As you might imagine, I had a few thoughts during my 30+ hours behind the wheel. Very few thoughts, actually, most of them over and over again. Here are all six of them:

#1. Some deep-pocketed developer should buy a bunch of land and create a place of such concentrated Connecticutness that it can only be called East Newfieldingtonsbury. Will it ever be as posh or fashionable as West Newfieldingtonsbury? Probably not, but really, what is?

#2. The Commonwealth of Virginia manufactures some of the finest traffic you’ll find anywhere—interminable, impenetrable, and utterly inexplicable.

#3. Luckily, Virginia also has some excellent traffic signage. For example, a flashing display near Exit 162 informed us that Delays Continue Until Exit 148. I was skeptical at first—Fourteen miles of stop-and-go? At nine o’clock at night? But darnit-it-all-to-hell if that sign wasn’t right! Well done, Virginia!

#4. One Virginia sign was a BIG disappointment though: Speed Limit Enforced by Aircraft. I’m sorry, but if you're going to promise something this exciting, I want an attack helicopter to swoop down out of the sky, latch onto my roof, and forcibly slow me down. At the very least, I expect to have the opportunity to break the speed limit...somewhere. Otherwise, y’all should just get real and change the signs to say Speed Controlled By God-Awful Traffic.

#5. Our home state of Massachusetts is no signage slouch either. The examples of this are many, but my current favorite is: Speed Limit as Posted. I like the subtle implication that there are other, more mysterious regions where the speed limit is posted as one thing, but is secretly something else.

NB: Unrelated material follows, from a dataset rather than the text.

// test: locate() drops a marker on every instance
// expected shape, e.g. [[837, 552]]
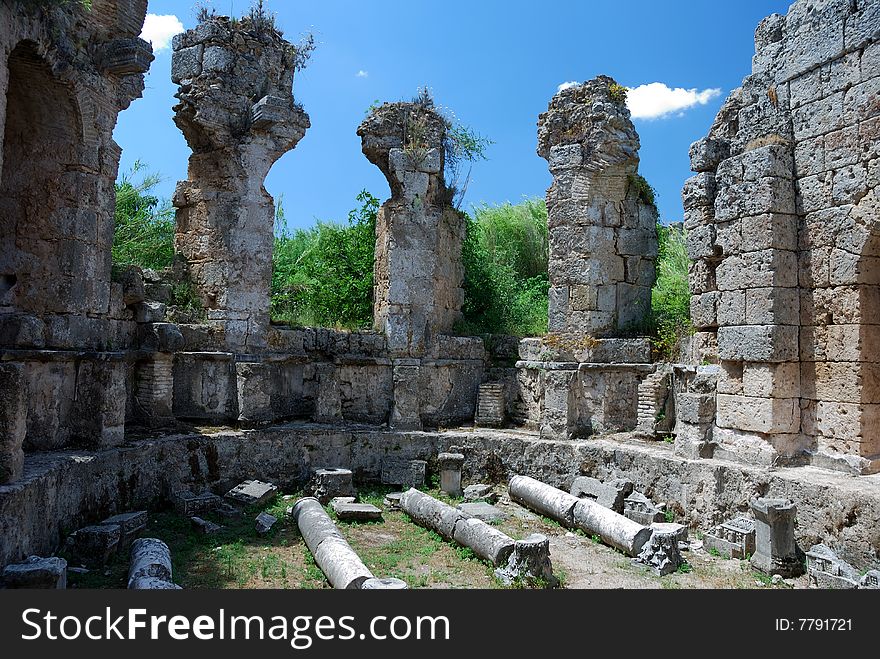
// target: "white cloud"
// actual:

#6. If there were a Nobel or Pulitzer Prize for signage though, you’d have to give them both to South of the Border, the sprawling South Carolina roadside attraction (restrooms, "food," souvenirs, fireworks, etc.) that narrates its approach through 200 ethnically insensitive billboards spread over 350 highway miles.

Fill Up Yo’ Trunque Weeth Pedro’s Junque!
South of the Border: 65 mi.

Pedro No Shoot Ze Bool! Who Dunnit?
South of the Border: 58 mi.

Pedro’s Weather Report: CHILI TODAY – HOT TAMALE!
South of the Border: 23 mi.

None of them are exactly funny, and many are just moronic, but they gain power as a complete body of work, wearing you down with their persistence and omnipresence. Case in point: I never wanted to stop at South of the Border, and yet…I still kinda wanted to stop there.